Pace versus speed
Pace and speed describe the same effort from two angles. Pace is the time it takes to cover one unit of distance, such as 5 minutes per kilometre, and is the number most runners think in. Speed is the distance covered in one hour, such as 12 km/h, and is more common in cycling and on treadmills.
This calculator works out both from a single distance and total time. Splitting the time into hours, minutes and seconds lets you enter anything from a short interval to a multi-hour event.
Using pace in training
Knowing your pace lets you plan and pace races so you do not start too fast and fade. It also underpins structured training, where different sessions target different paces.
- Easy runs sit at a comfortable, conversational pace.
- Tempo runs are run at a “comfortably hard” pace you could hold for about an hour.
- Interval work uses faster-than-race pace in short repeats with recovery.
- To hit a goal finish time, divide it by the race distance to find the pace you must average.
Reading the results
Pace per kilometre and per mile are shown side by side so you can compare with charts and races that use either unit. The mile is about 1.609 kilometres, so your per-mile pace will always be a larger number than your per-kilometre pace.

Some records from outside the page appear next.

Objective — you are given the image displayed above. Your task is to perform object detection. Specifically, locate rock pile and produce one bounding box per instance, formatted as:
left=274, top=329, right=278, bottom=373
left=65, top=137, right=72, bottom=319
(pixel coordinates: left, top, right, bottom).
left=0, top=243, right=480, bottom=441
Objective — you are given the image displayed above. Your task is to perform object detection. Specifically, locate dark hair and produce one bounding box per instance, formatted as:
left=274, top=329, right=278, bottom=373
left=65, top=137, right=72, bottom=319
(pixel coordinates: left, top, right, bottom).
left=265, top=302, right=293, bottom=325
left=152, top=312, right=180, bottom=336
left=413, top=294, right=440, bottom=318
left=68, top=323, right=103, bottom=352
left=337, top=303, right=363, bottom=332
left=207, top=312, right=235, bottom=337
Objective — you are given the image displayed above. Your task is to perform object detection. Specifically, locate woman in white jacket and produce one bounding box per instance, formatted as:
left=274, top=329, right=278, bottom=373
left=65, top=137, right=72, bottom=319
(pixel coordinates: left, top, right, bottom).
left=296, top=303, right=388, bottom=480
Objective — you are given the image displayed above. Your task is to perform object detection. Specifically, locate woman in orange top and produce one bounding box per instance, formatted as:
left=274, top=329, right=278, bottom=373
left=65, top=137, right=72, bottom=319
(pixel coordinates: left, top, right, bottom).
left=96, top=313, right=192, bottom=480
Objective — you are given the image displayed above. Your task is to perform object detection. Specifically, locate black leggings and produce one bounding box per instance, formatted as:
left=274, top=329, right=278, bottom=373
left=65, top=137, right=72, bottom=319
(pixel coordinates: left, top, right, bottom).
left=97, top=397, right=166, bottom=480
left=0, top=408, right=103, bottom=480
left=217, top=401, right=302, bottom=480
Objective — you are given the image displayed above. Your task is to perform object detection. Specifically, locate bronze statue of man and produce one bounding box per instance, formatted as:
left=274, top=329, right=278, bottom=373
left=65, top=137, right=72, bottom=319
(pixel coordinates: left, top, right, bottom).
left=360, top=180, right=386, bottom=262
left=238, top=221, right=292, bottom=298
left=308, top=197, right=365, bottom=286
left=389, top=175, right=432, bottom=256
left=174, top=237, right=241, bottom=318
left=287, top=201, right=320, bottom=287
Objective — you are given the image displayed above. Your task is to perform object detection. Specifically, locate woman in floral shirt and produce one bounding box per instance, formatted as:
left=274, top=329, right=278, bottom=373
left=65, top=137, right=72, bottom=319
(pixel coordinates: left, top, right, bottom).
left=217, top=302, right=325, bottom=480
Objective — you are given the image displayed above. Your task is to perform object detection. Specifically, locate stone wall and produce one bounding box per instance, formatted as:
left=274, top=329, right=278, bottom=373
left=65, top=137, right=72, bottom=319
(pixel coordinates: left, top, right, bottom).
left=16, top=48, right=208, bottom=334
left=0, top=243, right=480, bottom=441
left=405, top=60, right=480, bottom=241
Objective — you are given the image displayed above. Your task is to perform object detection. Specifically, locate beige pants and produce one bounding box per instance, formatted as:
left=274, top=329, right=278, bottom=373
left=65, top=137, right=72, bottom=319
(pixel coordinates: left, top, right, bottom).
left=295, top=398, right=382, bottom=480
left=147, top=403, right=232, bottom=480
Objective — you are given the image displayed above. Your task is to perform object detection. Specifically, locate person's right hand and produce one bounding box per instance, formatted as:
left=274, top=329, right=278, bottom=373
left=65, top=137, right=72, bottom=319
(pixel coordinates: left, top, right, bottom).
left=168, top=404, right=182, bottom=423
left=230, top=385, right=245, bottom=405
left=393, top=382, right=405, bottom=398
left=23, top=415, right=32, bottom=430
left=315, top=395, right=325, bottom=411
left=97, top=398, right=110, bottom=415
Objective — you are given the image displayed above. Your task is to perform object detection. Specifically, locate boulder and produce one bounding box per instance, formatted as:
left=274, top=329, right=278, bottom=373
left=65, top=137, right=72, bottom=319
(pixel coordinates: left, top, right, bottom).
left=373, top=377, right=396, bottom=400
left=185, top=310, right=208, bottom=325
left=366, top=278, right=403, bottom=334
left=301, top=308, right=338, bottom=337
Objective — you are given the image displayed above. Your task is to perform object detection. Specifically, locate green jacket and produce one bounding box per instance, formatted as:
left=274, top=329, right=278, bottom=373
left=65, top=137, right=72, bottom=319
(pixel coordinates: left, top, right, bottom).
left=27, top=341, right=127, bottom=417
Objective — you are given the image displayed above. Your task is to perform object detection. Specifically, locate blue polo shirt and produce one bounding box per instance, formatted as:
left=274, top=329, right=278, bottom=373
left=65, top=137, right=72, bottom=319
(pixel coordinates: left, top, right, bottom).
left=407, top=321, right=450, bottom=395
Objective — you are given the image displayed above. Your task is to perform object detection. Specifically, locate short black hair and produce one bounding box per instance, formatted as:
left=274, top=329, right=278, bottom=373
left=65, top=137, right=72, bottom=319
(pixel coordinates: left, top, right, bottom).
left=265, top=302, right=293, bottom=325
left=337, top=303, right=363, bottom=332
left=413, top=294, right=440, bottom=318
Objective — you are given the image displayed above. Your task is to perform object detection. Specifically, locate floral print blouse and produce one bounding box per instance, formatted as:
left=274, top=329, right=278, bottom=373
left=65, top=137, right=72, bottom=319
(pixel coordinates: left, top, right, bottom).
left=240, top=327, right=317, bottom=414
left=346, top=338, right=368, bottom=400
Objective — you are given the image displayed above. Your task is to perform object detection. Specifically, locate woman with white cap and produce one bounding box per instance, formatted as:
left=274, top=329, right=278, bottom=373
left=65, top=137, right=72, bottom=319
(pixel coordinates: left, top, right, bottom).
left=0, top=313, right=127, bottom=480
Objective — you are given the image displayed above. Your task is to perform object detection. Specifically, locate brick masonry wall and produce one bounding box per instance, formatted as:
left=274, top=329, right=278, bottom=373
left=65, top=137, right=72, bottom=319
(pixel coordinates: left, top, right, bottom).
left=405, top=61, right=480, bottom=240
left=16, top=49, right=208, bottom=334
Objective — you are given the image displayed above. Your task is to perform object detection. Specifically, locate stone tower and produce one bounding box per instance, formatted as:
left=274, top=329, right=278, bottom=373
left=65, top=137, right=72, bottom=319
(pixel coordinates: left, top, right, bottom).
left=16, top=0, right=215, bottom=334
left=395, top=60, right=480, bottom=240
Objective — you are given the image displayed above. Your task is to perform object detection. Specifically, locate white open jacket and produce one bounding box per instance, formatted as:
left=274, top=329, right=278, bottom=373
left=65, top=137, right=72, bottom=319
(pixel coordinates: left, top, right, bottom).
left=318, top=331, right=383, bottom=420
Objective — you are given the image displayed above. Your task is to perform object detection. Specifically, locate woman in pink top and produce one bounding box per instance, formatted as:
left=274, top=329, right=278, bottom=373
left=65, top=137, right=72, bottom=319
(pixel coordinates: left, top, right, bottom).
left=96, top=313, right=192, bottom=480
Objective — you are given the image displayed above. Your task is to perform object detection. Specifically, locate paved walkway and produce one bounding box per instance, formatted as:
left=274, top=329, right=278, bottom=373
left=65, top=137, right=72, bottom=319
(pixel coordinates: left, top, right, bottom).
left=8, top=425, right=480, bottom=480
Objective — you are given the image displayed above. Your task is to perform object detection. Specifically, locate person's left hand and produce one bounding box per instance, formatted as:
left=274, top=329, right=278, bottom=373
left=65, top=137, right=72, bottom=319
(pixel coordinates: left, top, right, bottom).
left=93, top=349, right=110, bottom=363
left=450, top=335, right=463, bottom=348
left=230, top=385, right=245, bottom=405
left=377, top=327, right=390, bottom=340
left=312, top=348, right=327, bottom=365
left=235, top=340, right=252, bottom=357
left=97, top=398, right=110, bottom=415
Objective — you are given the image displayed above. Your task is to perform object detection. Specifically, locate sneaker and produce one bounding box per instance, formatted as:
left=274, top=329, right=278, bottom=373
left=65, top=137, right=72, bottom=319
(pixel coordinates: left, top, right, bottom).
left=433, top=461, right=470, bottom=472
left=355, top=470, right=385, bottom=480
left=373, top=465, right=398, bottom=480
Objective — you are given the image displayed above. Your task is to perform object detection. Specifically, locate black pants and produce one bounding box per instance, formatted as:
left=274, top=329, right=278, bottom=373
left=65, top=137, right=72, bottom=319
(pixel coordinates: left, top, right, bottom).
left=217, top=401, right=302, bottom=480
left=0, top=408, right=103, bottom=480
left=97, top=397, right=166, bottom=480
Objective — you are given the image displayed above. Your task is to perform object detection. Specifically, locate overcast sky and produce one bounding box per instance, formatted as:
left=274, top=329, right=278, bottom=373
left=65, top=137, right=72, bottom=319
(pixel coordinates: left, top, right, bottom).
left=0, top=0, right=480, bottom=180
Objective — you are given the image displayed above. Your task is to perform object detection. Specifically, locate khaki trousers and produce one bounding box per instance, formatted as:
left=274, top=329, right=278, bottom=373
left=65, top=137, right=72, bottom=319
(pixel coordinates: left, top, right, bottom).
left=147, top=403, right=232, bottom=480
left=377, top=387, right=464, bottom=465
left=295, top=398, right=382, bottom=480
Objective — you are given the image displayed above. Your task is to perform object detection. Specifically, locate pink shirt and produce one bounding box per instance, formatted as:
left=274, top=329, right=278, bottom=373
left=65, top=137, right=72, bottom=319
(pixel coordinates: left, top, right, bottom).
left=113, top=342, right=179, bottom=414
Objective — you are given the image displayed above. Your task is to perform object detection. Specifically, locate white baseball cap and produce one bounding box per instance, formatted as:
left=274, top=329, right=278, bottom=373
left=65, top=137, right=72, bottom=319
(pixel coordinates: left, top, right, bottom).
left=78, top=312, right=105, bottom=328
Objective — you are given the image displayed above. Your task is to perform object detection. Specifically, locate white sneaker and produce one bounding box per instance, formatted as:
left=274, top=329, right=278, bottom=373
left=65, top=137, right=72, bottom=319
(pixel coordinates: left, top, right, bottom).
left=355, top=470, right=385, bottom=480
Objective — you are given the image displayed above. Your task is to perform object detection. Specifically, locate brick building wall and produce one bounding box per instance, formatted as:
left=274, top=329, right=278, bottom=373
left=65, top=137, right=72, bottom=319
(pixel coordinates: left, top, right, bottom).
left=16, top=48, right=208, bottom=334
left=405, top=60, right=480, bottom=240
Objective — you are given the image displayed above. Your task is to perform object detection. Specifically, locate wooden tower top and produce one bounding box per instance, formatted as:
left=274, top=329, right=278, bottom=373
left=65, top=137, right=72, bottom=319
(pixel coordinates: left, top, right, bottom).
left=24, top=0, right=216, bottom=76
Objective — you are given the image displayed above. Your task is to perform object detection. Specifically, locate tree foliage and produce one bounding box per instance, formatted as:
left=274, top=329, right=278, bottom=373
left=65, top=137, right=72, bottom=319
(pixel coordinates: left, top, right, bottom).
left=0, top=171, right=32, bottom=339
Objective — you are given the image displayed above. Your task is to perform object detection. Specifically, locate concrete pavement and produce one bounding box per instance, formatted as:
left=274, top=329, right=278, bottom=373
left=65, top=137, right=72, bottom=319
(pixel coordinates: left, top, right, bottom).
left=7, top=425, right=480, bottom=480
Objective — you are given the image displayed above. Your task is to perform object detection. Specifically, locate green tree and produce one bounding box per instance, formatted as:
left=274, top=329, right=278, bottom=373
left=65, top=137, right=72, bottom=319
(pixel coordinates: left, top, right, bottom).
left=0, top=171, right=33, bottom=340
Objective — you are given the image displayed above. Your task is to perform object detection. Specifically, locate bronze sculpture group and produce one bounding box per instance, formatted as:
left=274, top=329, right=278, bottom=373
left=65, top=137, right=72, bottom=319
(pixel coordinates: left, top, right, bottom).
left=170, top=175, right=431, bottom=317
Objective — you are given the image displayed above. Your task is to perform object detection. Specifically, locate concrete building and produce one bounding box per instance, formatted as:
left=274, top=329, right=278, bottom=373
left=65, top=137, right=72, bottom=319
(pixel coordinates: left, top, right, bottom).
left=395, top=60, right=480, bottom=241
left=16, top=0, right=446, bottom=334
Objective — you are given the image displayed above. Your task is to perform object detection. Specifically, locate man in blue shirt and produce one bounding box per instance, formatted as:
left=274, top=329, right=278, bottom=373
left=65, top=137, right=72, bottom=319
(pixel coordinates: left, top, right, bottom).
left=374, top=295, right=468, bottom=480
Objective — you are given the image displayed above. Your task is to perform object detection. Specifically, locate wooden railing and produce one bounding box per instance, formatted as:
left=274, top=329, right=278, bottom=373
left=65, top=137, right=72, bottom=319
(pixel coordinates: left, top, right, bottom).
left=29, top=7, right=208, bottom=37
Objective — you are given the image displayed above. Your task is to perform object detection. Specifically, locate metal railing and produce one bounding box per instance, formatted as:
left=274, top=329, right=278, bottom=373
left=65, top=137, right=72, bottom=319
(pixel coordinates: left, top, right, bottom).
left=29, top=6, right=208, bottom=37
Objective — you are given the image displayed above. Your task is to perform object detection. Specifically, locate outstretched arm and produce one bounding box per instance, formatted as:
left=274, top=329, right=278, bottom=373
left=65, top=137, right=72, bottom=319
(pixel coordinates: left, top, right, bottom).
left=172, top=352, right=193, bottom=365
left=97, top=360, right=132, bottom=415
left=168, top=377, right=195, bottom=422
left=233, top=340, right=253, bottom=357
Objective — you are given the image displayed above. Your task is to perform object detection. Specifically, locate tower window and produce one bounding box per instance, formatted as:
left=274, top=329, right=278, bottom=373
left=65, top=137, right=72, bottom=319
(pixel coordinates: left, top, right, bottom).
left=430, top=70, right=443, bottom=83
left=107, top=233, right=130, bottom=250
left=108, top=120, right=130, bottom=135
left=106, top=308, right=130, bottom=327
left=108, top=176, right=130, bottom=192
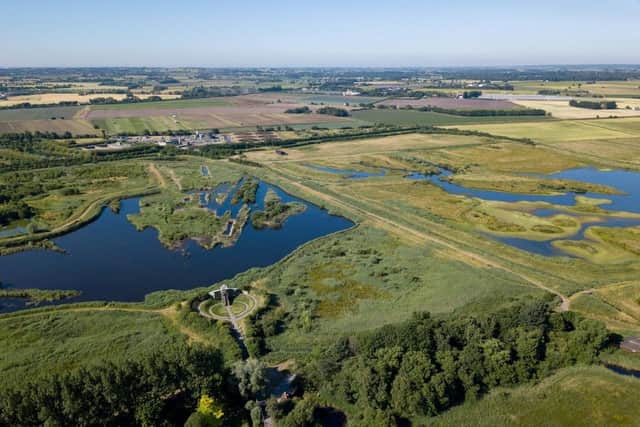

Remember that a flat, measured course gives the cleanest figures. Hills, wind, trail surfaces and GPS drift can all make a recorded distance and the resulting pace slightly inaccurate.
A note on safe training
Chasing faster paces too quickly is a common cause of running injuries. Build distance and speed gradually, and if you are new to exercise or have a health condition, check with a doctor before starting an intense training plan.
Formula
pace = total time ÷ distance; speed = distance ÷ total timeFrequently asked questions
- What is a good pace?
- It depends entirely on the runner and the distance. A common recreational running pace is around 6:00 to 7:00 per kilometre (roughly 9:30 to 11:15 per mile).